In a baby or small mammal alarmed by a sudden noise, we see this shock or freeze reaction just before the flight or fight (a bawl as in the case of a baby). This can give a momentary state of high acuity to danger and strategy, at least give an idea to the threatened subject of whether to fight or take flight.

I believe there is a boundary between these states which if we understand and use to our benefit can save us from the wrong and potentially catastrophic decision. If we fearfully flee, we risk the loss of running from a major benefit we fail to perceive. Or if we fight, we may become harmed by a threat that we are not matched for.

What if instead we simply lean? We give both ourselves and the supposed aggressor, the benefit of the doubt?

I experienced a powerful example of this principle years ago as a staff nurse on a cardiac medical ward. One elderly man had become disorientated and frightened and failed to understand that the little plastic box looped around his neck with a soft piece of bandage was actually a temporary pacemaker.
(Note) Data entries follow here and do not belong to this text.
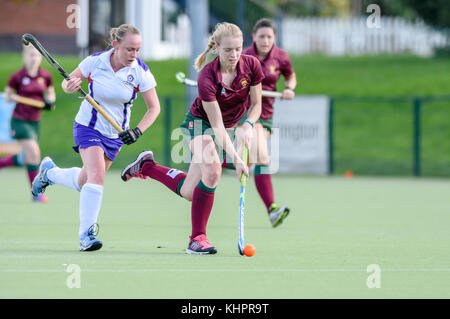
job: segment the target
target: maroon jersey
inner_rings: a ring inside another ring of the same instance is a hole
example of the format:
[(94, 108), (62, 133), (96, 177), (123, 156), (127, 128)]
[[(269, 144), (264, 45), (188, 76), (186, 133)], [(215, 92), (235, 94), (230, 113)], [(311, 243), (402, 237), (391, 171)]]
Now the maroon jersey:
[(250, 86), (261, 83), (261, 64), (252, 56), (242, 54), (231, 86), (222, 82), (219, 57), (208, 63), (198, 75), (198, 97), (191, 105), (191, 114), (209, 123), (202, 101), (219, 103), (225, 128), (235, 127), (250, 107)]
[[(256, 44), (253, 43), (250, 47), (243, 51), (244, 54), (252, 55), (256, 57), (264, 72), (264, 80), (262, 81), (262, 89), (268, 91), (277, 90), (277, 81), (280, 78), (280, 74), (284, 77), (289, 77), (294, 73), (292, 69), (291, 60), (286, 51), (280, 49), (277, 46), (273, 46), (269, 54), (264, 60), (260, 60), (256, 53)], [(270, 119), (273, 116), (273, 101), (275, 99), (271, 97), (262, 98), (262, 119)]]
[[(8, 86), (14, 89), (18, 95), (39, 101), (44, 100), (44, 91), (51, 85), (50, 72), (41, 68), (36, 76), (31, 77), (24, 67), (14, 73), (8, 82)], [(17, 103), (12, 116), (24, 121), (38, 122), (41, 119), (41, 109)]]

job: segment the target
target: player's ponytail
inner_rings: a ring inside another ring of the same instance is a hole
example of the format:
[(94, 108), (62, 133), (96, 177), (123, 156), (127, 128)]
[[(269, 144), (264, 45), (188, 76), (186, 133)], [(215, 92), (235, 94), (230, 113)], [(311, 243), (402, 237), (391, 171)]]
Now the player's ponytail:
[(112, 42), (116, 40), (117, 42), (122, 42), (122, 39), (127, 33), (131, 34), (141, 34), (141, 32), (135, 26), (131, 24), (122, 24), (117, 28), (111, 28), (109, 31), (109, 45), (112, 46)]
[(200, 69), (202, 68), (203, 64), (206, 61), (208, 53), (217, 54), (215, 46), (220, 45), (220, 40), (224, 36), (240, 37), (241, 39), (243, 38), (242, 31), (237, 25), (228, 22), (216, 24), (213, 34), (209, 37), (206, 50), (202, 54), (200, 54), (197, 59), (195, 59), (194, 68), (197, 71), (200, 71)]
[(197, 71), (200, 71), (200, 69), (202, 68), (203, 64), (206, 61), (206, 57), (208, 56), (208, 53), (214, 49), (214, 44), (215, 44), (214, 35), (211, 35), (209, 37), (208, 46), (206, 47), (206, 50), (202, 54), (200, 54), (197, 57), (197, 59), (195, 59), (194, 68)]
He fought with me in the corridor of the ward. His frustration was targeted at the piece of hardware hanging around his neck. It was connected to a subcutaneous wire that directly entered and stimulated the wall of his heart muscle! (Things have progressed since the late 1980’s!). This was usual practice before a permanent pacemaker was fitted so that the consultant cardiologist could prescribe the correct frequency and amplitude of the electrical stimulation through the external controls until a suitable regime was decided upon for the eventual settings of the implanted pacemaker.

The poor man was mistaking his “necklace” as a foreign body and he found my approach threatening. I had to shadow him because he had removed the bandage from his neck and all that stood between him and a potentially fatal arrhythmia was my attempt to keep the slack on his vulnerable pacemaker wire!!
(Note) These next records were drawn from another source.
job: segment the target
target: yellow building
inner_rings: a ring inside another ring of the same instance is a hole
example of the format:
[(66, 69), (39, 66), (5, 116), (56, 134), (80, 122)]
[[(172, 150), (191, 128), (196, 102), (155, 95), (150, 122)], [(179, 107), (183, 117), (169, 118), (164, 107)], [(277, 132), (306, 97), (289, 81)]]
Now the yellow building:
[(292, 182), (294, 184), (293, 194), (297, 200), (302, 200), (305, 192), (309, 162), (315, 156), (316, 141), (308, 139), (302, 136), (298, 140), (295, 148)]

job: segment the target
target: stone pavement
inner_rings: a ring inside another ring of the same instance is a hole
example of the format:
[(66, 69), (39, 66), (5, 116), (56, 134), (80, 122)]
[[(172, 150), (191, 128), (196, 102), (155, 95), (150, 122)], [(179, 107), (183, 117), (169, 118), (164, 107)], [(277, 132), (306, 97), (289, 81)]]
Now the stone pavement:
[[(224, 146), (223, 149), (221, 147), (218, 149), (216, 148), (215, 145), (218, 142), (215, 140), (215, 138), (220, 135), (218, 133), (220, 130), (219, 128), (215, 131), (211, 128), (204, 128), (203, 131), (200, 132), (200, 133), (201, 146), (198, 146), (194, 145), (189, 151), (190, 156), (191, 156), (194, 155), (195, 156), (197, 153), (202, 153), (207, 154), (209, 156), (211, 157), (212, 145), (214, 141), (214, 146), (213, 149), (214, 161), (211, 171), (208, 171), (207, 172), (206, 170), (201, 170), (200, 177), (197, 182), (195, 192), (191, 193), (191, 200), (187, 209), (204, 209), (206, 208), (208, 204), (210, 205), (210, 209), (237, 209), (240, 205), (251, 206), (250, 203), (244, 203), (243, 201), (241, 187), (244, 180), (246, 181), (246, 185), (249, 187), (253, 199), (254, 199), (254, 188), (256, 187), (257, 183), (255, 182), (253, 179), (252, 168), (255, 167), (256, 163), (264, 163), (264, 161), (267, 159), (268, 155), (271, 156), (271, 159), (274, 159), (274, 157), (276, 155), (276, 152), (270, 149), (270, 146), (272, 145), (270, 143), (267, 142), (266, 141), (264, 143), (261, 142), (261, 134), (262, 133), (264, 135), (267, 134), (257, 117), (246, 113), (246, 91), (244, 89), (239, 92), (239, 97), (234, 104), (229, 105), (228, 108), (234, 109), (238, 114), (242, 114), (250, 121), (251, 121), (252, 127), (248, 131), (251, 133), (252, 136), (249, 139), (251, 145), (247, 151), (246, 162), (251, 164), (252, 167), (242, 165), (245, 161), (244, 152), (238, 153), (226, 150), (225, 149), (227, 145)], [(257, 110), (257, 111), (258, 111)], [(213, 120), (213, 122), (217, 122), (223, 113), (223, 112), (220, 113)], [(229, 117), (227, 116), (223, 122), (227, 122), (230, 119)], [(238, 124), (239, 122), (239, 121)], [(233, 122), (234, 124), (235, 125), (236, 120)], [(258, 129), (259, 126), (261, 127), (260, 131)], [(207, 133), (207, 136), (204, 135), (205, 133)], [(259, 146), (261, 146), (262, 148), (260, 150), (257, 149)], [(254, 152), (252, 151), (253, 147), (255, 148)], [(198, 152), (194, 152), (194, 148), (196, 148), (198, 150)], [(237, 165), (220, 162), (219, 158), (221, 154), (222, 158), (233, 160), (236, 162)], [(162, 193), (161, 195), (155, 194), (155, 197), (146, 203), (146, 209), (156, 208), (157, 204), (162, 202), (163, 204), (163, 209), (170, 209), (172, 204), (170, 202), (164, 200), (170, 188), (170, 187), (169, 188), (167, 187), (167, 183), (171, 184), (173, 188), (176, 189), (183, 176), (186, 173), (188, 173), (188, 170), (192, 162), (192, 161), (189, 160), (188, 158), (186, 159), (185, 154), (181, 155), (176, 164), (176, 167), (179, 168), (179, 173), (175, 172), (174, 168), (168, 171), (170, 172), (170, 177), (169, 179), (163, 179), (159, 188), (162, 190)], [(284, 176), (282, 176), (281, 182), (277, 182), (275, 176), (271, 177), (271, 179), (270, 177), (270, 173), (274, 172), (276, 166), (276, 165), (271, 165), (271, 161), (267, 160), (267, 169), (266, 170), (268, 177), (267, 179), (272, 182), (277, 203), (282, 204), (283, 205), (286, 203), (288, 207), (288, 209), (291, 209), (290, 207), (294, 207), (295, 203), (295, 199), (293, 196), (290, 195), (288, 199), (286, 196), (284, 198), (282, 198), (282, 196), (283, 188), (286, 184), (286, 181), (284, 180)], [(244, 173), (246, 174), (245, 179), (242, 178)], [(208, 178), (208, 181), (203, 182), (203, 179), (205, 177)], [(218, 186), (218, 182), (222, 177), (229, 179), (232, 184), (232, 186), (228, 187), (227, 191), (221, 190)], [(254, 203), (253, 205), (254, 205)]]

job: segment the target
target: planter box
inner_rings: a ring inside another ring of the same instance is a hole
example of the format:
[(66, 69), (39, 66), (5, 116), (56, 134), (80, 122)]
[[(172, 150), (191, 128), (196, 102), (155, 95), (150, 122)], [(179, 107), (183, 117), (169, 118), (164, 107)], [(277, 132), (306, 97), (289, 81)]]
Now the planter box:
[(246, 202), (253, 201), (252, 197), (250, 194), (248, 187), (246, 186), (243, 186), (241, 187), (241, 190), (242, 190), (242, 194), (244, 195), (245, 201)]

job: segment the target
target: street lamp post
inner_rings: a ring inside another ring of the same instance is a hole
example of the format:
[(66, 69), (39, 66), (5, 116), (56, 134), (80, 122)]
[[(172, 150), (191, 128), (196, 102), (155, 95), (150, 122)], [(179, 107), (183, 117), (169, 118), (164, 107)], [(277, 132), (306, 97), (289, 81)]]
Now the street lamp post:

My emerging brand and message is Disentangling Genius and I am launching this new blog today.

I see my service as an attempt to walk closely on behalf of those who may not fully grasp both the potential and vulnerability they carry. In seeking to undo knots it is always better to work into rather than pull away from the tangle, relieving the tension and loosening the mess.

My patient all those years ago did not understand that by my holding him and the pacemaker box firmly without tension, I was able to prevent a medical emergency. I suggest that to lean into your situation which may seem threatening and inexplicable to you can be equally valuable It may give you the clues you need to befriend the situation or walk away from it without harm, gain new wisdom and even a good friend.